Ms Wanis and colleagues found on unadjusted analysis that, compared with White British people, people from Indian, Pakistani, Black African, any other White and other ethnic groups had better survival, while patients with an unknown ethnic status fared worse.

These relationships largely disappeared after adjusting for age. However, many of the associations became significant with further adjustment for sex, socioeconomic deprivation, comorbidities, tumour morphology, route to diagnosis and treatment received.

Compared with White patients with malignant brain tumours, those from an Indian background had significantly better survival on the fully adjusted analysis, at a hazard ratio of 0.84 (p=0.025).

Individuals from any other White groups also had better survival than White British patients, at a hazard ratio of 0.83 (p<0.001), as did those from other ethnic groups, at a hazard ratio of 0.70 (p<0.001).

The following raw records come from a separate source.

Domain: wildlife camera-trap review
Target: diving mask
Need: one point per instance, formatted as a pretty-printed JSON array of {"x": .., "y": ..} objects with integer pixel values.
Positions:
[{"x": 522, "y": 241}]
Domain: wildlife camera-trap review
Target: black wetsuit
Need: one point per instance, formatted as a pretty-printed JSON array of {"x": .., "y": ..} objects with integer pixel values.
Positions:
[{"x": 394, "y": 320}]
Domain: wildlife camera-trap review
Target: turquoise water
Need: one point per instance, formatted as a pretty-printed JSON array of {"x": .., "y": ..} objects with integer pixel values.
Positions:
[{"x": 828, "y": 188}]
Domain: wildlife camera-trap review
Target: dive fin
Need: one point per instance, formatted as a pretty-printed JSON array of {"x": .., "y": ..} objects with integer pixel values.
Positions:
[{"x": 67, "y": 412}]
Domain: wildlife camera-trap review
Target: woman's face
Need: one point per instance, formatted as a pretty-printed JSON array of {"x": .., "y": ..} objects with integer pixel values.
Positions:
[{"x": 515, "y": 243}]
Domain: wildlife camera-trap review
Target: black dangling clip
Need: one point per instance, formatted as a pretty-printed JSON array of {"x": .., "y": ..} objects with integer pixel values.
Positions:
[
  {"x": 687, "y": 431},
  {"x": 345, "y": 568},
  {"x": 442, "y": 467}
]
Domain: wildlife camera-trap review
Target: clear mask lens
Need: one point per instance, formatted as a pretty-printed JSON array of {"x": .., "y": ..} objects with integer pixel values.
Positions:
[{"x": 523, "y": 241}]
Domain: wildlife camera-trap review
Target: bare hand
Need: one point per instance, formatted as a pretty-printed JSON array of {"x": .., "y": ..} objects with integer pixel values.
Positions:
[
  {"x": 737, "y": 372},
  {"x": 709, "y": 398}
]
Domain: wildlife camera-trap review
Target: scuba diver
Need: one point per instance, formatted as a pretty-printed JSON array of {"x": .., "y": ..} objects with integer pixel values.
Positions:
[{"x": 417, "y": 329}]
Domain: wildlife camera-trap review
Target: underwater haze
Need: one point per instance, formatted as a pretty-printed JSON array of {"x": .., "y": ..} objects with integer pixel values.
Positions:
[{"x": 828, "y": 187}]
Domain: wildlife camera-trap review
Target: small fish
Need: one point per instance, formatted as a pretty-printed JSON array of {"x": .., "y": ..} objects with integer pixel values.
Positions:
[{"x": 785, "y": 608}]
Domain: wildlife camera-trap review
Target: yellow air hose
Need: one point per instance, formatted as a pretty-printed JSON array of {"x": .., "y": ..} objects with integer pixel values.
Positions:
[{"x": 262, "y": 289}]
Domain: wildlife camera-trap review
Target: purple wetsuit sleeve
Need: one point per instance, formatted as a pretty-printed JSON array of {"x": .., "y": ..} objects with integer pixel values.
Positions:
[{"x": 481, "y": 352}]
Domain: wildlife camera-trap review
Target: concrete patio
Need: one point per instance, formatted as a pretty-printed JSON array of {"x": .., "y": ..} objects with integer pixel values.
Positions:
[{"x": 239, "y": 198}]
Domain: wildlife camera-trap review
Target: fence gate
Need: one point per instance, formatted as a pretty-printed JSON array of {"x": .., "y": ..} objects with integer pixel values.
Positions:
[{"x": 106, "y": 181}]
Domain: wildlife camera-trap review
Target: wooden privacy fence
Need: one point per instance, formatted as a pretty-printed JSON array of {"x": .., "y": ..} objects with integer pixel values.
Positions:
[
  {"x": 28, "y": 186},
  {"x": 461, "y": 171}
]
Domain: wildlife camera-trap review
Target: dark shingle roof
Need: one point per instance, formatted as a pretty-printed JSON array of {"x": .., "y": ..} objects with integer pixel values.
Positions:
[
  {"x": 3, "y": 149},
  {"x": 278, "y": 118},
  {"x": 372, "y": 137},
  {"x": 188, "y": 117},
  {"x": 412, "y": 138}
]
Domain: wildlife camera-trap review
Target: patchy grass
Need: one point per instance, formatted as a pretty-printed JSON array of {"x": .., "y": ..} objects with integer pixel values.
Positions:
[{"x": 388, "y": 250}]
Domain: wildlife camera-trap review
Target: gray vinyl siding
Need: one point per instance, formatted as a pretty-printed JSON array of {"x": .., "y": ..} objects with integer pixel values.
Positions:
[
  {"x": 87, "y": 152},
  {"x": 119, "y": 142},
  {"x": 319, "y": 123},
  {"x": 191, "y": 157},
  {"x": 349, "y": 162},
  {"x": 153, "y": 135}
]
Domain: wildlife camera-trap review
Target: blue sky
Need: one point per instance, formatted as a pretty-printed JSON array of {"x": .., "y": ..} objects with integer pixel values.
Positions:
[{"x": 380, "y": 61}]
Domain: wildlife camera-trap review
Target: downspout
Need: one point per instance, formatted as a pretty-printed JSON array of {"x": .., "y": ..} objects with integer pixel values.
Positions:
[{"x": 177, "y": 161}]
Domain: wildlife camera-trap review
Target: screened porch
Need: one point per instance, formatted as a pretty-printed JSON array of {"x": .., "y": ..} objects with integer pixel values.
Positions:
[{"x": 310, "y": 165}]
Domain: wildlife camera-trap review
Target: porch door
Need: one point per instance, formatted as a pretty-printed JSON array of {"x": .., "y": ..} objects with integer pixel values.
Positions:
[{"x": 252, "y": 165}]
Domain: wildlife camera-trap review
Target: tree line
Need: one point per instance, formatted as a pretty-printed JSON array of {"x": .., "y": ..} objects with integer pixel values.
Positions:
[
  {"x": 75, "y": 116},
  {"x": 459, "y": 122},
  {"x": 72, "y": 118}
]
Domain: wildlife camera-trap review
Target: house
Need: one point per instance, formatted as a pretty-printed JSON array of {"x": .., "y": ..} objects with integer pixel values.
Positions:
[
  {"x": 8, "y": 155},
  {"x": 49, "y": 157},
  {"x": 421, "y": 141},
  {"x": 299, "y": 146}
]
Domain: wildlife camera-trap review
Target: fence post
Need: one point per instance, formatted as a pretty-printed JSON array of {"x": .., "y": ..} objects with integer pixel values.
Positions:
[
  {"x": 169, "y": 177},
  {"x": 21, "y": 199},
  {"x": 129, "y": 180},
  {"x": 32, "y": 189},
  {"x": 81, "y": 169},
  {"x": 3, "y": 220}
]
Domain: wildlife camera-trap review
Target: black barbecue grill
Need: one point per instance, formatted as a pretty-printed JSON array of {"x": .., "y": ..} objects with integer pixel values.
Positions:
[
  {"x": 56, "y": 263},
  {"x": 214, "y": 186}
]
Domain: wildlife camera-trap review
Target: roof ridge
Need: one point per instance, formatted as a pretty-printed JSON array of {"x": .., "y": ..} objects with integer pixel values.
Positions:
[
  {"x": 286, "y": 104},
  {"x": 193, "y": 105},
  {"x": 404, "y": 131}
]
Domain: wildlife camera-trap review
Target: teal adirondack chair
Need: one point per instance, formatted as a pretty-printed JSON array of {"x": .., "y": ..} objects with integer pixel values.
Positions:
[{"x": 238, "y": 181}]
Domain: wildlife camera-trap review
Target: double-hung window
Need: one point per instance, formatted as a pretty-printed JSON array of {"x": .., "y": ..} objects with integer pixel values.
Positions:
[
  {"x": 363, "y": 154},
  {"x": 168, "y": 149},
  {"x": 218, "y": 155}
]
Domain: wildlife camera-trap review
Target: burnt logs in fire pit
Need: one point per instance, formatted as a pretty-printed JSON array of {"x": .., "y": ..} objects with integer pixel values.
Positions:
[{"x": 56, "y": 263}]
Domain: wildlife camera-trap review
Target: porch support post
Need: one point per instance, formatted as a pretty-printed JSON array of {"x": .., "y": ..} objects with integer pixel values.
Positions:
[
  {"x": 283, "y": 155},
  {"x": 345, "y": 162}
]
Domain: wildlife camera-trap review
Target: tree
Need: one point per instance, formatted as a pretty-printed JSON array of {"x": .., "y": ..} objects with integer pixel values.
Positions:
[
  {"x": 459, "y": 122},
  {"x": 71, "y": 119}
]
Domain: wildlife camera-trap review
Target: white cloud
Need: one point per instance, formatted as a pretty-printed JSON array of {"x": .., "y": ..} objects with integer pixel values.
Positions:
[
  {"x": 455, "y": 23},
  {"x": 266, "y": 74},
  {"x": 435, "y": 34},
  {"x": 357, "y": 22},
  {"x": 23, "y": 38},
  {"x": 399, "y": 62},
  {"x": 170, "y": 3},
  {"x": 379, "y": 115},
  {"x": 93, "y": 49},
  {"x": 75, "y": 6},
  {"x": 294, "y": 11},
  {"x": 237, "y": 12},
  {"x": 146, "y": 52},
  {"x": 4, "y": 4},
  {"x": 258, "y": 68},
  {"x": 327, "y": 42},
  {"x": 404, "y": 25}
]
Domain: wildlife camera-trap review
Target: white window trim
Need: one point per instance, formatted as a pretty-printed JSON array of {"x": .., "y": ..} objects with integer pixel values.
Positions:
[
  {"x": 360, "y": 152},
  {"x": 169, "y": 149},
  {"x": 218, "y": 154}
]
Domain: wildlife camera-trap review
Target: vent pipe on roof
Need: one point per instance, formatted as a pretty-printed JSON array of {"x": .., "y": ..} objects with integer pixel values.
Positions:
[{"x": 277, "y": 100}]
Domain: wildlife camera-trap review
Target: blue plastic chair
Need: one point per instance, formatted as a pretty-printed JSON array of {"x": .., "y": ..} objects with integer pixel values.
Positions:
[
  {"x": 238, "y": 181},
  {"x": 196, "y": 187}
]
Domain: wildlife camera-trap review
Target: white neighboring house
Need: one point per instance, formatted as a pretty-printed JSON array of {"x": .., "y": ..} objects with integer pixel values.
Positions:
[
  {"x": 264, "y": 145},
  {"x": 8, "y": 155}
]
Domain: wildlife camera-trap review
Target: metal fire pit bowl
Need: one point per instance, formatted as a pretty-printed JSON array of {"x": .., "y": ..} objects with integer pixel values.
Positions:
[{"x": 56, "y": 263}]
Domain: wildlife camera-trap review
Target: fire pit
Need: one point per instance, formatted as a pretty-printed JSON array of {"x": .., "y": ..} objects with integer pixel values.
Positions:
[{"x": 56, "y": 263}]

Patients with an unknown ethnic status also had better survival than White British patients, at a hazard ratio of 0.81 p<0.001).

Ms Wanis noted, however, that the study has a number of limitations, including that there is an overlap between adult and childhood brain tumours, and a lack of detailed data on recurrences and secondary glioblastoma.

"The combination of ethnic groups with smaller numbers also makes it "difficult" to interpret the results," she said.

The study was funded by NHS England, 100,000 Genomes Project, cancer programme

No relevant financial relationships declared.

NCRI Festival: Abstract 3437. Presented November 9.